A taste of Peshawar’s Namak Mandi
ISLAMABAD: By flavouring their grilled meat and most karhai dishes with just salt, Charsi Tikka in Saidpur Village brings the taste of Peshawar’s famous Namak Mandi to Islamabad.
Although Charsi Tikka does away with the traditional floor seating or charpoys that are typical of tikka outlets in Namak Mandi, it does feature a live kitchen, where customers can see mutton tikkas grilling on an open spit and chicken tossed with fresh tomatoes in block woks over smouldering charcoal.
The restaurant’s most popular dish is the namkeen tikka. For this, the meat for the tikka is dusted with coarse salt and grilled on barbeque skewers on an open spit.
The meat is turned over every few minutes and brushed lightly with ghee. After around 45 minutes, the meat is sloughed off the skewers and served with fresh tandoori bread and a mint sauce.
A namkeen tikka is mostly ordered as an appetiser, as the wait for other meat dishes – all of which are made fresh to order – can be a long one.
The namkeen karhai is a variation of the same dish, catered to those who like a bit of gravy alongside their meat.
Diced meat is tossed into a wok with fresh tomatoes, green chillies, garlic, vegetable stock and animal fat.

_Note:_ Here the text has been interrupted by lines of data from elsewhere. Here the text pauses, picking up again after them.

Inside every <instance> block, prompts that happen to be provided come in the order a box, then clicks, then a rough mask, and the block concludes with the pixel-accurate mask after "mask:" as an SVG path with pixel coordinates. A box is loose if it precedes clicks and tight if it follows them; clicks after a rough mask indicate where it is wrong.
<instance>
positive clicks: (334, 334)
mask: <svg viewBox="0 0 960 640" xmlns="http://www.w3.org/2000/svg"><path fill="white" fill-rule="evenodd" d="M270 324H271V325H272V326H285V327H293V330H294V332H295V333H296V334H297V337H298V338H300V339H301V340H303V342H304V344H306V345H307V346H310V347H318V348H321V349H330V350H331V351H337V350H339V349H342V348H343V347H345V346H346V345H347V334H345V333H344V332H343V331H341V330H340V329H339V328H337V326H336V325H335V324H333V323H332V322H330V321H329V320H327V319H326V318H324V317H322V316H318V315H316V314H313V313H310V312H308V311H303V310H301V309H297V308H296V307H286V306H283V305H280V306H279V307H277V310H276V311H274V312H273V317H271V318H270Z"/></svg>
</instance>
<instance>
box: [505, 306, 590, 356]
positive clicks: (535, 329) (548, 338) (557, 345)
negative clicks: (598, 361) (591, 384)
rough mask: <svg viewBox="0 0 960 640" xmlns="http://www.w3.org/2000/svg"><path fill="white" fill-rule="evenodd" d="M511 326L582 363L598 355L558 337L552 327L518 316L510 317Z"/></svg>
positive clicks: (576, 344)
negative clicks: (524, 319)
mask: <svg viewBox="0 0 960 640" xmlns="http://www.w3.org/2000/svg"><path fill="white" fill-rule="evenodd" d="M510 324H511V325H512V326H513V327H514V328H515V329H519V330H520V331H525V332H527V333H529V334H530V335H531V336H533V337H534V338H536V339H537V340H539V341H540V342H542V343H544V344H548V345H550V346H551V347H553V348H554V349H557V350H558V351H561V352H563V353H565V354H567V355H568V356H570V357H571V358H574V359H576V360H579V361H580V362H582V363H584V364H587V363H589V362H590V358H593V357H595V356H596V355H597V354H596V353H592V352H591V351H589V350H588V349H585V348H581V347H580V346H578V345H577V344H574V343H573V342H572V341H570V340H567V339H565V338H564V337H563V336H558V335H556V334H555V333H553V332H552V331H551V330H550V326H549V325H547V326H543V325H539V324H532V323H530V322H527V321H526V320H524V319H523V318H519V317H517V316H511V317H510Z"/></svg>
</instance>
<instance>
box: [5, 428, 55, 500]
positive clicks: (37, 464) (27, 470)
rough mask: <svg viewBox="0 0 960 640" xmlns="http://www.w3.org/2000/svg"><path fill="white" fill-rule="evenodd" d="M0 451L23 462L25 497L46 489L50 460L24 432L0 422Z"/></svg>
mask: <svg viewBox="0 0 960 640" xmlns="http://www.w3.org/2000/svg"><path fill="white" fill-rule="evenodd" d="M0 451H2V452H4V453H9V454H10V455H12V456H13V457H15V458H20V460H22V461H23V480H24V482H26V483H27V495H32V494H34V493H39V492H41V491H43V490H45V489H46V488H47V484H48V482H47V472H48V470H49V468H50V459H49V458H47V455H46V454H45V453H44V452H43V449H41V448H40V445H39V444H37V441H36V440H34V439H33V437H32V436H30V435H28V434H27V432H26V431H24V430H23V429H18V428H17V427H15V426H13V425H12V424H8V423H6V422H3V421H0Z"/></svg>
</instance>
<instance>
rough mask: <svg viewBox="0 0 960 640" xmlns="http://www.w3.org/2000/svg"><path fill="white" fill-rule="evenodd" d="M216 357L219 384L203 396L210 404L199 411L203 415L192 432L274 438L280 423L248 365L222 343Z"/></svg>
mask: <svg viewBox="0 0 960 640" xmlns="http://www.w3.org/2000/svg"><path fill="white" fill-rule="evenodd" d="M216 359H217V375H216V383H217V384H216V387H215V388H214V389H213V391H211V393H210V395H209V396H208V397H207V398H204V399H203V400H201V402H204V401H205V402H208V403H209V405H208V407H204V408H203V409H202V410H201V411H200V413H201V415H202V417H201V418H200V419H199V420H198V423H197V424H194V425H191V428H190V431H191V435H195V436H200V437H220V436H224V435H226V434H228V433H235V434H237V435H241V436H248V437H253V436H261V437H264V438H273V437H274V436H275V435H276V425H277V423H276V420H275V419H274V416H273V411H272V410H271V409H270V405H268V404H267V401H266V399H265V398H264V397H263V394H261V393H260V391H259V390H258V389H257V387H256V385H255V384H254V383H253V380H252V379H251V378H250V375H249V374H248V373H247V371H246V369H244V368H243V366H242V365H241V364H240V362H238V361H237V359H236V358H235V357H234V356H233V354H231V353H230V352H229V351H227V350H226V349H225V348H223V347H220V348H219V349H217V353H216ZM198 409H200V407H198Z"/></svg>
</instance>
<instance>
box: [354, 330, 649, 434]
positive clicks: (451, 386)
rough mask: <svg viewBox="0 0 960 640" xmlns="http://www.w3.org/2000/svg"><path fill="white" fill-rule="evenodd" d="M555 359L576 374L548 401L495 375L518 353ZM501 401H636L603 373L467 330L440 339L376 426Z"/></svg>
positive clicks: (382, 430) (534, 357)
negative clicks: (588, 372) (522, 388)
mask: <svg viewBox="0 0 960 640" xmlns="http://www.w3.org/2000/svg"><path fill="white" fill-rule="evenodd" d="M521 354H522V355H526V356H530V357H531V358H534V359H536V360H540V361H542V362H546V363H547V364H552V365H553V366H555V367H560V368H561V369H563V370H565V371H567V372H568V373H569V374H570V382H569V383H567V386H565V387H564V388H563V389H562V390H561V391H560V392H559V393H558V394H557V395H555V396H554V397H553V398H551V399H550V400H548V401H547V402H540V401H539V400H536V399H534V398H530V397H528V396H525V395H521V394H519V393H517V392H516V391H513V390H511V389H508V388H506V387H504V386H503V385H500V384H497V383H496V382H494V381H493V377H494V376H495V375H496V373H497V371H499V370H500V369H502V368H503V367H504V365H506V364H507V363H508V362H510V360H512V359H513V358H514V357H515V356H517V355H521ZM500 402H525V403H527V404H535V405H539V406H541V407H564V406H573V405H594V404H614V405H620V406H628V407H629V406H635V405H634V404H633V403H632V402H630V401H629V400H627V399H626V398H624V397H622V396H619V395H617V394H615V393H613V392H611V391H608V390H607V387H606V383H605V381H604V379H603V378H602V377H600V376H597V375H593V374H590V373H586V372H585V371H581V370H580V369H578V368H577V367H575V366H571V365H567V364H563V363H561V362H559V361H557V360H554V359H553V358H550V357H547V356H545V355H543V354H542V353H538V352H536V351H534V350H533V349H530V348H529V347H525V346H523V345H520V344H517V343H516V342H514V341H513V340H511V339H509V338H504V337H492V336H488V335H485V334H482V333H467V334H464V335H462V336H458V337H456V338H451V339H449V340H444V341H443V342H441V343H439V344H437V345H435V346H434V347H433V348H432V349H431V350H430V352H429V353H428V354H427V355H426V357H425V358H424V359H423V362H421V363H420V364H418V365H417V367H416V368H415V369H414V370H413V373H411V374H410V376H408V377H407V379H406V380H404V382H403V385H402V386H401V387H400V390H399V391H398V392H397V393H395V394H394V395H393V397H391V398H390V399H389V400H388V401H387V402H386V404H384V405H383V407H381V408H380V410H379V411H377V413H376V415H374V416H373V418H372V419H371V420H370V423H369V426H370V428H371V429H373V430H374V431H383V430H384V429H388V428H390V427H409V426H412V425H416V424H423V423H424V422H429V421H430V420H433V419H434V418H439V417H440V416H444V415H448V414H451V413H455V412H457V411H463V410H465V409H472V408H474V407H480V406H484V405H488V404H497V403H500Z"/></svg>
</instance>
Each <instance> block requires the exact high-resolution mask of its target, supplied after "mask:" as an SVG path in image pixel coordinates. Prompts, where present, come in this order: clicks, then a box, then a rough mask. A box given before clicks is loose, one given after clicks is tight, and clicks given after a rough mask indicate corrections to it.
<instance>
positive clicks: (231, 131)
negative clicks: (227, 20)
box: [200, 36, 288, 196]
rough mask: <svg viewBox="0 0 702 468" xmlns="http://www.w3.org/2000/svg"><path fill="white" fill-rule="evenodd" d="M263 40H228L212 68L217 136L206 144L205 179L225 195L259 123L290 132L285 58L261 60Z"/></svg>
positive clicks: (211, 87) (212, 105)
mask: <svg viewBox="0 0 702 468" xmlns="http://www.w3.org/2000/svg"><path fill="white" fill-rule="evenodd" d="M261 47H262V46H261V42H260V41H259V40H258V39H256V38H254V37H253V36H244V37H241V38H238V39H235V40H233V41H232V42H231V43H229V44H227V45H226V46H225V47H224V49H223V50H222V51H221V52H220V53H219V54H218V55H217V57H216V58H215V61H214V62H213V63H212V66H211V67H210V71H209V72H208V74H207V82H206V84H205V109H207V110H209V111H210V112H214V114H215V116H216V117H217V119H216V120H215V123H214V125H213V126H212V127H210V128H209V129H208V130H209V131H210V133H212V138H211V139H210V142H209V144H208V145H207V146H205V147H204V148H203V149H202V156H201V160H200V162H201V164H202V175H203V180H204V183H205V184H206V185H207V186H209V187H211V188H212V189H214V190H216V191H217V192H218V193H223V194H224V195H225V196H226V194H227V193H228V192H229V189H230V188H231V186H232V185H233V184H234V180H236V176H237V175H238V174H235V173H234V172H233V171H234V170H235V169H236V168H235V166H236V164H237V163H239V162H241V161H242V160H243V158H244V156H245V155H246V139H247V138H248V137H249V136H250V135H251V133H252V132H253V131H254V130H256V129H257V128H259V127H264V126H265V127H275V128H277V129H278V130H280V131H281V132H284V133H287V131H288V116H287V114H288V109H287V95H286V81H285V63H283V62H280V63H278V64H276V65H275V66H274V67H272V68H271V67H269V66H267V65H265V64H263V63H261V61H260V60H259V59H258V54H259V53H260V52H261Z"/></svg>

Salt is added to the karhai as well, which is cooked in the wok for about an hour, over charcoal.
The dish is a simple one, but the smokiness of the coal adds depth to the flavour.
The karhai is customarily followed by steaming cups of green tea with either honey or lemongrass, because the gravy is rich with animal fat.
Charsi Tikka has managed to replicate the taste of Khyber Pakhtunkhwa in its dishes, where the food isn’t heavy spiced and the taste of the main ingredient shines through. It also does a good job with its take on the famous Peshawari chappli kebab.